To provide a broader picture of the state of affairs in the healthcare sector, Gunda noted that most Malawians walk as far as 20 kilometers to access healthcare services.
“Firstly, the budget for the health sector has taken a downward trend in recent years and so has the drug budget for the district. Secondly, insufficient forex in the country is contributing to the lack of essential medication for patients and this includes cancer medications that are very expensive yet lifesaving.”
In addition to these obstacles, there is a staff shortage which is the result of financial issues rather than by a lack of skilled medics. There is one doctor for every 50,000 people which is 10 times below the recommended World Health Organization (WHO) threshold of 5,000 people per doctor.
Nevertheless, there are over 5,000 unemployed yet fully trained healthcare workers who the government is reluctant to employ following a recruitment ban due to escalating wage bills provided for in its agreement with the International Monetary Fund.
Furthermore, Malawi has been placed on the “red list” radar by WHO due to its fragile healthcare system and has also been restricted from allowing the unemployed healthcare workers to work outside the country. WHO has identified 55 countries including Malawi that lack sufficient healthcare workers to achieve the UN Sustainable Development Goal of Universal Health Coverage by 2030.

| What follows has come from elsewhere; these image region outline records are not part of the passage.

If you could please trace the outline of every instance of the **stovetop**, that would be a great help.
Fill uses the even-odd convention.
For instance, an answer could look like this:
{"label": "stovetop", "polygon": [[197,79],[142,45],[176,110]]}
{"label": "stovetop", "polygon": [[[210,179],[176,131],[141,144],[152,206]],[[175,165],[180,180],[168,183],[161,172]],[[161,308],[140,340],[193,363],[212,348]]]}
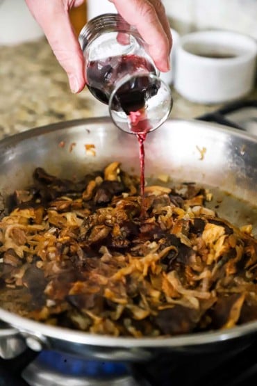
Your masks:
{"label": "stovetop", "polygon": [[[257,136],[257,101],[236,102],[198,119],[231,126]],[[257,337],[256,337],[257,339]],[[88,360],[28,348],[0,359],[0,386],[251,386],[257,385],[257,340],[218,354],[176,355],[153,362]]]}

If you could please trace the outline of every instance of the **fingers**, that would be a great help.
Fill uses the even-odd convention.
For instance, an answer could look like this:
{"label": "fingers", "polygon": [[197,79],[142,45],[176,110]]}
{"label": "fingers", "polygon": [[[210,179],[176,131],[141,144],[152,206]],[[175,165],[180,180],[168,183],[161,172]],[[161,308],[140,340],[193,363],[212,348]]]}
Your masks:
{"label": "fingers", "polygon": [[170,29],[160,0],[110,0],[118,13],[134,26],[149,46],[160,71],[169,70]]}
{"label": "fingers", "polygon": [[165,8],[160,0],[148,0],[154,6],[169,40],[169,51],[172,47],[172,36],[170,32],[170,25],[166,15]]}
{"label": "fingers", "polygon": [[[26,0],[34,17],[42,28],[58,62],[67,72],[73,93],[85,86],[83,56],[69,19],[69,1]],[[72,1],[79,5],[81,1]]]}

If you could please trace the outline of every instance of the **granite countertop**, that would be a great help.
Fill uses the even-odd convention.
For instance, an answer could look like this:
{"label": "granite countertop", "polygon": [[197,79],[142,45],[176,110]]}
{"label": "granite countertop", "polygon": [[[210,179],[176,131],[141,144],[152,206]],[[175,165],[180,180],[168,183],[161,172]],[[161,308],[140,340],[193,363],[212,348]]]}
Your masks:
{"label": "granite countertop", "polygon": [[[0,138],[56,122],[108,115],[85,89],[73,95],[47,42],[0,47]],[[173,90],[173,118],[192,118],[221,105],[191,103]],[[257,99],[257,87],[246,99]]]}

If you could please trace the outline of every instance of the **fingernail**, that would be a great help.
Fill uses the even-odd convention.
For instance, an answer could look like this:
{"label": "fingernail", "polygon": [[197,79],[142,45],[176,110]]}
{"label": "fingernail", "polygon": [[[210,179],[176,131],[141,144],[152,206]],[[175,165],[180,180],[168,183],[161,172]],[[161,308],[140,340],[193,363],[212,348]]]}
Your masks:
{"label": "fingernail", "polygon": [[167,59],[167,70],[169,71],[170,70],[170,57],[168,56]]}
{"label": "fingernail", "polygon": [[72,93],[76,94],[78,91],[78,79],[75,75],[69,75],[69,87]]}

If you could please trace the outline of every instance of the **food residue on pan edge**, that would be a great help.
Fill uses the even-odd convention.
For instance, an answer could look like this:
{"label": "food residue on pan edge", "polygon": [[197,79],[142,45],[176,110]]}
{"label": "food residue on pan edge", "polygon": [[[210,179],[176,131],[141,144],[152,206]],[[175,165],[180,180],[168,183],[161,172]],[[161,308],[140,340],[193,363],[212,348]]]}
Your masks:
{"label": "food residue on pan edge", "polygon": [[0,223],[1,306],[113,336],[158,337],[257,319],[257,241],[194,184],[147,186],[115,162],[81,181],[37,168]]}

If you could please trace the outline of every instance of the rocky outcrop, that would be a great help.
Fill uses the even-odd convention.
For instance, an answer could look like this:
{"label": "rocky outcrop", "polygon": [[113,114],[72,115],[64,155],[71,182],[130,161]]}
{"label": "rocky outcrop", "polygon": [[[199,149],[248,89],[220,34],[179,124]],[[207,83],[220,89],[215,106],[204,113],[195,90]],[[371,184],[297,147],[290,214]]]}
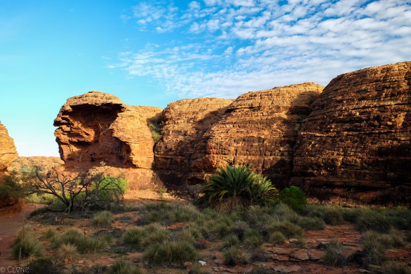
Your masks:
{"label": "rocky outcrop", "polygon": [[154,141],[147,123],[161,110],[99,91],[69,98],[54,122],[61,158],[67,166],[151,168]]}
{"label": "rocky outcrop", "polygon": [[14,142],[6,127],[0,123],[0,174],[5,172],[17,158]]}
{"label": "rocky outcrop", "polygon": [[321,197],[411,199],[411,62],[340,75],[303,123],[291,184]]}
{"label": "rocky outcrop", "polygon": [[323,88],[306,83],[240,95],[208,132],[206,169],[251,165],[277,185],[285,184],[300,123]]}
{"label": "rocky outcrop", "polygon": [[161,140],[156,145],[156,168],[166,182],[196,184],[205,175],[207,132],[232,100],[186,99],[170,103],[161,114]]}
{"label": "rocky outcrop", "polygon": [[54,122],[65,167],[124,174],[130,189],[153,187],[157,180],[151,170],[154,141],[147,125],[161,111],[129,106],[99,91],[69,98]]}

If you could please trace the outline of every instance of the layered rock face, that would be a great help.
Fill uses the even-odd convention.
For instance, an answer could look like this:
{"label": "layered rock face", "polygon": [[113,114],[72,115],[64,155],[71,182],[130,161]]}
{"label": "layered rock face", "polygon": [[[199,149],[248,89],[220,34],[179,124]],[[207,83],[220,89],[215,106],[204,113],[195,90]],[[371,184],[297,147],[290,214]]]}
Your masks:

“Health workers are the backbone of every health system, and yet 55 countries with some of the world’s most fragile health systems do not have enough and many are losing their health workers to international migration,” said WHO Director-General, Tedros Adhanom Ghebreyesus, in a statement.
However, the WHO position has been contradicted by some health care experts.
“Every year, the number of unemployed doctors, nurses, pharmacists, physiotherapists, laboratory technologists and scientists, and others continues to swell,” noted Professor Adamson Muula of the Kamuzu University of Health Sciences adding that most of the trained healthcare workers live in the country but the Malawi government would not have the money to pay their salaries if they were employed in the public sector.
Secretary for the Ministry of Health, Samson Mndolo, said that the government regrets the situation noting that “the country may not be able to adequately provide Essential Health Package to its citizens and therefore miss the ultimate goal of attaining Universal Health Coverage”.
Faced with natural disasters and epidemics, Malawi’s healthcare system can barely cope with the flow of patients. Cyclone Freddy hit the country badly last March as heavy rainfall caused unprecedented mudslides and rockfalls. Although no specific statistics are available, various reports indicate that many healthcare facilities were destroyed with photographic evidence of hospitals filled with debris, mud and massive rocks. As the cyclone affected over 500,000 people in Malawi, the already weak healthcare system in some of the worst hit regions struggled to cope with the situation. The cholera epidemic that followed shortly afterwards forced the healthcare system to try to achieve the impossible by fighting this scourge which has affected about 50,000 people and claimed almost 2,000 lives.